Nitric oxide and reactive oxygen species in the nucleus revisited

Recent work from our group showed that the nuclear envelope membranes contain several G protein-coupled receptors, including prostaglandin E(2) (EP(3)R) and endothelin-1 (ET-1) receptors. Activation of EP3R increased endothelial nitric oxide synthase ( eNOS) RNA expression in nuclei. eNOS and inducible NOS ( iNOS) are reported to also be present at the nuclear level. Furthermore, reactive oxygen species (ROS) were also localized at the nuclear level. In this review, we show that stimulation with NO donor sodium nitroprusside results in an increase of intranuclear calcium that was dependent on guanylate cyclase activation, but independent of MAPK. This increase in nuclear calcium correlated with an increase in nuclear transcription of iNOS. H(2)O(2) and ET-1 increase both cytosolic and nuclear ROS in human endocardial endothelial cells and in human aortic vascular smooth muscle cells.

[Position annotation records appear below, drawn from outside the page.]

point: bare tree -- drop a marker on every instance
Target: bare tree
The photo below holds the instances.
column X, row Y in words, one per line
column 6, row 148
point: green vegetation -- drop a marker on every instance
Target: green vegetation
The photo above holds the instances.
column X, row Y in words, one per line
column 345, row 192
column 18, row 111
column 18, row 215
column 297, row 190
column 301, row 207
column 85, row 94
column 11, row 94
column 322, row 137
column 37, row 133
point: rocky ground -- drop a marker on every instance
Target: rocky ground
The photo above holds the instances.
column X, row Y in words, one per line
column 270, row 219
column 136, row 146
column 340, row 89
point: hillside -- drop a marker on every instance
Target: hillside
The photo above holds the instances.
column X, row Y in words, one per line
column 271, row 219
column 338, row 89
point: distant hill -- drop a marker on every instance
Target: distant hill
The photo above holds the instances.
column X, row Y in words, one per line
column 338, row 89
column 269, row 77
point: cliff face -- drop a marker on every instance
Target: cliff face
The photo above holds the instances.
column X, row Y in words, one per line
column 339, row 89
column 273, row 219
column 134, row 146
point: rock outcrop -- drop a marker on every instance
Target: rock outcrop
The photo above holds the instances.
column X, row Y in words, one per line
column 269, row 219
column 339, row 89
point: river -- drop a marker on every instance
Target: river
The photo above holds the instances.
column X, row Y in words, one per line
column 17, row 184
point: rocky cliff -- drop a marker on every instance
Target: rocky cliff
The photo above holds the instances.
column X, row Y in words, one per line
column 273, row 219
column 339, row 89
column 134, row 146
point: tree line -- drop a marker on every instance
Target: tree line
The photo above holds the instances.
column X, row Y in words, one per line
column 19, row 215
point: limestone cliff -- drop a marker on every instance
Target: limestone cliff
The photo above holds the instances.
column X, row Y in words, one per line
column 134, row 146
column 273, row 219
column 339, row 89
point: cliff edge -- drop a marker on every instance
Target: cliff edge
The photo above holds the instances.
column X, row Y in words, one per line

This increase in ROS levels by H(2)O(2) and ET-1 was reversed by the antioxidant glutathione. In addition, our results strongly suggest that cytosolic signalization is not only transmitted to the nucleus but is also generated by the nucleus. Furthermore, we demonstrate that oxidative stress can be sensed by the nucleus. These results highly suggest that ROS formation is also generated directly by the nucleus and that free radicals may contribute to ET-1 regulation of nuclear Ca(2+) homeostasis.